Throughout the history of time, man has sought new ways to improve upon how we preserve our dead. The greatest strides can be found in the aftermath of the Civil War. Families were desperate to retain the bodies of fallen soldiers for a hometown burial. That's when pioneering surgeon-chemist, Dr. Thomas Holmes, introduced innovations in arterial embalming. Since then, embalming techniques have become quite sophisticated.

  1. Embalming Practitioners

    • Prior to Holmes' innovations, preserving a body was done with the use of compounds, such as arsenic, mercury and zinc. This process made the handling of cadavers very dangerous, and few educated men, who understood the dangers, were willing to undertake the endeavor. With Holmes' inventions all that changed. Modern embalming is now a complex procedure that is performed only by a board-licensed practitioner who has graduated from an accredited mortuary school and put in two years of apprenticeship at a registered funeral home.

    Embalming Preparation

    • According to Harold Schechter in his medically-acclaimed book, "The Whole Death Catalog," when it comes to embalming, "no two cases are alike." But he does maintain that the baseline procedures are always the same. An embalmer will always wear protective gear, including latex gloves, a moisture-resistant body suit, surgical cap, mask and goggles. The body to be preserved is placed on a stainless steel or porcelain table. The body is stripped, disinfected then groomed; all facial hair is shaved, even in women and children, unless specified otherwise by the family. The body must then be placed in the same position, as it will rest in the coffin, because of rigor. If rigor has already occurred, the mortician will massage muscles, making them more pliable. The head is tilted to the right to give the funeral attendees a full face viewing.

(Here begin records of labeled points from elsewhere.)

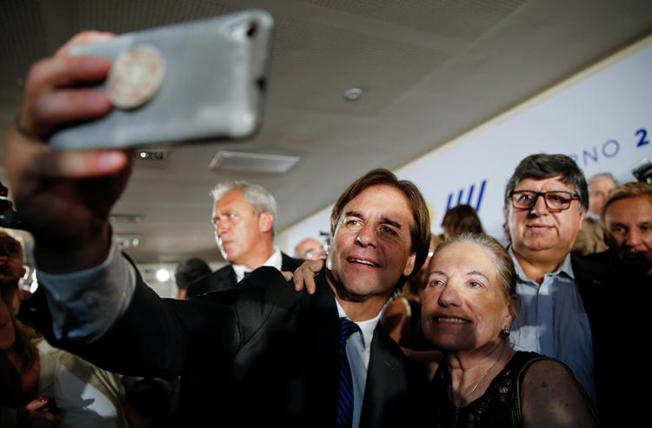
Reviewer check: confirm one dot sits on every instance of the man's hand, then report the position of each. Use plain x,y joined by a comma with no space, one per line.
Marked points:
64,197
304,275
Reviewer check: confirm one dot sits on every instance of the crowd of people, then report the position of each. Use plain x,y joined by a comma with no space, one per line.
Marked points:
401,328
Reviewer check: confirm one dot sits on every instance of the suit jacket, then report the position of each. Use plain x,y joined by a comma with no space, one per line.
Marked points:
259,354
225,279
590,238
617,302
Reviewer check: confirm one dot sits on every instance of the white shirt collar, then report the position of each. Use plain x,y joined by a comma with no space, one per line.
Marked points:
275,261
565,266
366,327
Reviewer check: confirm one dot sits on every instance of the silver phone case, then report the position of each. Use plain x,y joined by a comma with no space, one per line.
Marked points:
213,89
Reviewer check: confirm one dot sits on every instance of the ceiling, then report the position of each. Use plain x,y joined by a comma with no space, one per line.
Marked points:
429,71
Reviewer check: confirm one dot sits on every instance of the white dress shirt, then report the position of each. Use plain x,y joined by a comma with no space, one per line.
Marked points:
358,351
552,321
276,261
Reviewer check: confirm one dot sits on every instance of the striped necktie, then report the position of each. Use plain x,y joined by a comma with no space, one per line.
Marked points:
344,415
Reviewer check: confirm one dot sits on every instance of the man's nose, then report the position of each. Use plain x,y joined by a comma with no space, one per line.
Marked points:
367,235
539,208
633,238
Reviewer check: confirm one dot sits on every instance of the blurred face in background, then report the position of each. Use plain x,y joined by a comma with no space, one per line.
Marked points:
628,224
238,227
599,188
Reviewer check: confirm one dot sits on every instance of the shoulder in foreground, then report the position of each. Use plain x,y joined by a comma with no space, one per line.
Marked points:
551,397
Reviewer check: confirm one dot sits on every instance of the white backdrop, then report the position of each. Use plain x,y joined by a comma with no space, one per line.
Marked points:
601,117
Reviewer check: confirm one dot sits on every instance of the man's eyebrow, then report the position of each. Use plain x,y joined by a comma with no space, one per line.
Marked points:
391,222
352,214
477,272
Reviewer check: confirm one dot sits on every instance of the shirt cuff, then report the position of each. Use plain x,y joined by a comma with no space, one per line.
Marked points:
85,304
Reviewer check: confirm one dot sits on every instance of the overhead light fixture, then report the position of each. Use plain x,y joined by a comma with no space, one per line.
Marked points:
162,275
127,240
151,154
118,218
226,160
353,94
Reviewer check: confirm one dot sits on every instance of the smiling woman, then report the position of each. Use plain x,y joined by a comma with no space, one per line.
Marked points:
468,307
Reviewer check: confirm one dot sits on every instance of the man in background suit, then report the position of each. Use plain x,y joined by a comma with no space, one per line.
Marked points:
243,220
620,283
546,199
285,353
590,238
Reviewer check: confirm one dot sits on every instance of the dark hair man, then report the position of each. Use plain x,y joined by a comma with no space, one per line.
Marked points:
545,202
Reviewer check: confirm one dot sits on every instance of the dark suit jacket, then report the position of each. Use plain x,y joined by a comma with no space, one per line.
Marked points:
258,355
617,302
224,278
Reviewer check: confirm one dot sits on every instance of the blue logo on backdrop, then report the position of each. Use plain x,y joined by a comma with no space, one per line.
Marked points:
464,197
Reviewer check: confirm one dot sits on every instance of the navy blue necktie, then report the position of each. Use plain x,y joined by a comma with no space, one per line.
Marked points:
344,416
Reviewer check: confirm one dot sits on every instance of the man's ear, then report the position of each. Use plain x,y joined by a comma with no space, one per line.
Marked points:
266,221
409,264
512,307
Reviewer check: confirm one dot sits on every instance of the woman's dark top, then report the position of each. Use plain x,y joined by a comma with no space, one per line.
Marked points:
498,407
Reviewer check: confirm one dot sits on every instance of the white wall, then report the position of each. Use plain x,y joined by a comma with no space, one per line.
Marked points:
602,117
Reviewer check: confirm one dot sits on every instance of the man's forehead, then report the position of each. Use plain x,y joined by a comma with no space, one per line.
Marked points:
627,206
383,201
230,199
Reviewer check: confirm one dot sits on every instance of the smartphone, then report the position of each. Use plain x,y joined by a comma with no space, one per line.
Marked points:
207,83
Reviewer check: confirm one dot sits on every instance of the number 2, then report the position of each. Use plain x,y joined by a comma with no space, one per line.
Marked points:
642,133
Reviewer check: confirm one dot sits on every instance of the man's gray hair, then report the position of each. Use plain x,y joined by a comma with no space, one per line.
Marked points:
602,175
256,195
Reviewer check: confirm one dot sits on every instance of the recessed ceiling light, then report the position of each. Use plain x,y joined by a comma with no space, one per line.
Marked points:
151,154
126,218
127,240
226,160
353,94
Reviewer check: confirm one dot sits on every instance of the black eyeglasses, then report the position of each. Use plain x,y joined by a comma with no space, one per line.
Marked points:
557,200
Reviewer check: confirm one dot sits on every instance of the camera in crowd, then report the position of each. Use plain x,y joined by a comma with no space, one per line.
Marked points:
643,171
8,216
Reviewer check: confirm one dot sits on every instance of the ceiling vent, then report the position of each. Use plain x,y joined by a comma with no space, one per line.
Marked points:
252,162
118,218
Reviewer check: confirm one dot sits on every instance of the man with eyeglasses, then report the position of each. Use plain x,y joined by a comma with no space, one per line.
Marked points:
243,222
545,202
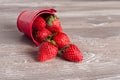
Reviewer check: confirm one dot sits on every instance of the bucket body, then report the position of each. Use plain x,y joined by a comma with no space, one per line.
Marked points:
26,18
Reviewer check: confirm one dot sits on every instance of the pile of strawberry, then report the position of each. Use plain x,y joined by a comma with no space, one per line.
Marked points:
48,32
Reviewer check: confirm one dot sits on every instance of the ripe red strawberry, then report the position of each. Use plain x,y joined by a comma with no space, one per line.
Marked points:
39,23
41,35
72,53
47,51
53,23
61,39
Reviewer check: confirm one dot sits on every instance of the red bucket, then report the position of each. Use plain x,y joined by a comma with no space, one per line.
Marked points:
26,18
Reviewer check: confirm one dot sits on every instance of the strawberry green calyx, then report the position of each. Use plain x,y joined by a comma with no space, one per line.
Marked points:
50,19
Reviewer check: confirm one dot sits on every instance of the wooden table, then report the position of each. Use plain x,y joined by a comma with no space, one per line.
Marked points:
94,26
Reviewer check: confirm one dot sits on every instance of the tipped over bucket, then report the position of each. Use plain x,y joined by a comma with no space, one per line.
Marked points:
26,18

    Completing the Preparation Stage

    • Before beginning the actual embalming process, the embalmer must secure the eyes to give the deceased that look of peacefully sleeping. A plastic "eyecap" is placed under each lid to avoid convex sockets. The lids are then super-glued shut; otherwise, they will retract and remain in the open position. The mouth is secured with staples to the gum line, and the lips are then formed to appear natural with cotton and mortuary putty.

    The Actual Embalming

    • There are two stages to the embalming process. The first is what's known as arterial embalming. This is where the blood is replaced with a formaldehyde-based solution. Methanol, ethanol and other solvents are added to formaldehyde to produce embalming fluid for preservation. A suitable spot in the neck is chosen, a slit is made and the carotid artery is extracted. The fluid is dispensed by an embalming pump machine with a hose inserted into the exposed vessel. This is called the injection site. The same is done for the jugular vein, except only a hose is inserted for blood drainage. Once the blood has been entirely drained and the embalming machine is only pumping out just the fluid, it is time for the second stage of the process -- cavity embalming.

    Cavity Embalming

    • A trocar -- a long, hollow metal tube, with a sharp, arrow-like point attached to an aspirator -- is introduced into the corpse's abdomen and maneuvered in every direction, puncturing and eviscerating all of the organs. Once collapsed, the heart, lungs, stomach, colon, liver, intestines and bladder are sucked out through the trocar. Once the viscera is completely vacuumed out, the trocar is removed, and the embalming machine tube is inserted through the same incision. The body cavity is filled to a natural-looking capacity. To complete the modern-day embalming process, all available orifices are packed with cotton, a few cosmetic ministrations are performed to make the deceased aesthetically-pleasing, and the embalmer's job is finished.